Allergy sufferers crave relief from their symptoms, but sometimes the very medication they hope will ease symptoms can cause different allergic responses.
According to a presentation at the American College of Allergy, Asthma and Immunology (ACAAI) Annual Scientific Meeting, an allergic response to a medication for allergies can often go undiagnosed. The presentation sheds light on adverse responses to topical skin preparations; helps identify patients who are hypersensitive to antihistamines, and identifies allergic responses to various drugs used in the treatment of asthma.

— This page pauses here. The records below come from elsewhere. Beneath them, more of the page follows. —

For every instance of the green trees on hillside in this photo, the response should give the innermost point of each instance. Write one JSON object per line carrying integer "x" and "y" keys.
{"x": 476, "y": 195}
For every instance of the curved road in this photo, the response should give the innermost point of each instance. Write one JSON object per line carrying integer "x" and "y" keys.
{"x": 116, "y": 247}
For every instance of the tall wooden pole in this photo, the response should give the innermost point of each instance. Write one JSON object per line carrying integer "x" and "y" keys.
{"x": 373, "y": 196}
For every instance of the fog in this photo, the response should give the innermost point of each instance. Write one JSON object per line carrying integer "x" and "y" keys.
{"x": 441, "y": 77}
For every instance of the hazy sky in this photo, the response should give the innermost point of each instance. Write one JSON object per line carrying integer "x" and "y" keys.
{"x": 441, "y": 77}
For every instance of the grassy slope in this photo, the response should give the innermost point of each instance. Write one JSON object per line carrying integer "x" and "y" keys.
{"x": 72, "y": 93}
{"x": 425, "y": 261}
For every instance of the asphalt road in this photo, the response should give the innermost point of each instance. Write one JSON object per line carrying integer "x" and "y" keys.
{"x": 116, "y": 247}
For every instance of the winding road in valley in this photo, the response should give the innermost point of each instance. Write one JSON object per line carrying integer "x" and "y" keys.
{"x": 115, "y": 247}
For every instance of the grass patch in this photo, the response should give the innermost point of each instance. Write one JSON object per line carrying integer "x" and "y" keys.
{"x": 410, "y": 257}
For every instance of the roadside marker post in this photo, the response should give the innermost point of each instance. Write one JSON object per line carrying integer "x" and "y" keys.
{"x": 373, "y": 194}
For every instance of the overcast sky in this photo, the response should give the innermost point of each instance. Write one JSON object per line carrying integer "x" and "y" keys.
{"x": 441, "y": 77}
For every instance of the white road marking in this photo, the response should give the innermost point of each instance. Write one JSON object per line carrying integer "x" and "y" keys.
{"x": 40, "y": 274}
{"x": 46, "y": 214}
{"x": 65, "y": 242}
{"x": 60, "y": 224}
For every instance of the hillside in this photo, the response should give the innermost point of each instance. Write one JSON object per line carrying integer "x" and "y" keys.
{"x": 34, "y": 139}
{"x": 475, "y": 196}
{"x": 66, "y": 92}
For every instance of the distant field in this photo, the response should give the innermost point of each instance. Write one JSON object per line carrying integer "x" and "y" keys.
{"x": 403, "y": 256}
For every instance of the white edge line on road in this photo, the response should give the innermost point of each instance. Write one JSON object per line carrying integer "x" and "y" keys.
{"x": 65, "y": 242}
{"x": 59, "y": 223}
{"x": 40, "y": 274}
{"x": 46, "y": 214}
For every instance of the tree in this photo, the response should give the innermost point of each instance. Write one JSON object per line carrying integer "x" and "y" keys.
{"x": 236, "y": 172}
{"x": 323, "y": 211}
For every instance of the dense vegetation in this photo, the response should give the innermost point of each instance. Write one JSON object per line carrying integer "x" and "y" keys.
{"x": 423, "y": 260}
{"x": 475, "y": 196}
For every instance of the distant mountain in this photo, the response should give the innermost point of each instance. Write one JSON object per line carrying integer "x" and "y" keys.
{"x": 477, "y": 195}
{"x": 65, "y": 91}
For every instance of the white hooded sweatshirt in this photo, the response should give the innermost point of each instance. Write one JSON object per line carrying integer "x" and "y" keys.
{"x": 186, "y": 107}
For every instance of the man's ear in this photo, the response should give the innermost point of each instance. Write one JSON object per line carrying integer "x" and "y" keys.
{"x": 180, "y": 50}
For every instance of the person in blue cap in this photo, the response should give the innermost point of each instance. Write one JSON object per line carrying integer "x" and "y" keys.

"Allergy to a topical corticosteroid may not be evident right away because its job is to bring down inflammation," said allergist Luz Fonacier, ACAAI fellow and presenter. "But you should suspect an allergy to your medication if your rash doesn't respond, gets worse with the medication, or improves initially, then flares." Other topical medications that can cause allergies are antibiotics (bacitracin and neomycin found in adhesive bandages and "cut" preparations), topical anesthetics (found in lip balm) and antifungals.
If you suspect you're having an allergic response such as itching or worsening of the rash, you should stop the medication and see your allergist. For most topical medications, a patch test can be done to determine if you are reacting to the actual drug component, the preservatives, the fragrance, or the delivery system of the drug.
"It's surprising that the main medications used to relieve allergies can cause new allergies, or worsen already existing allergies," said allergist Sami Bahna, MD, ACAAI past president and presenter. "They are, therefore, rarely suspected. The majority of antihistamine reactions affect the skin, appearing as hives or a rash."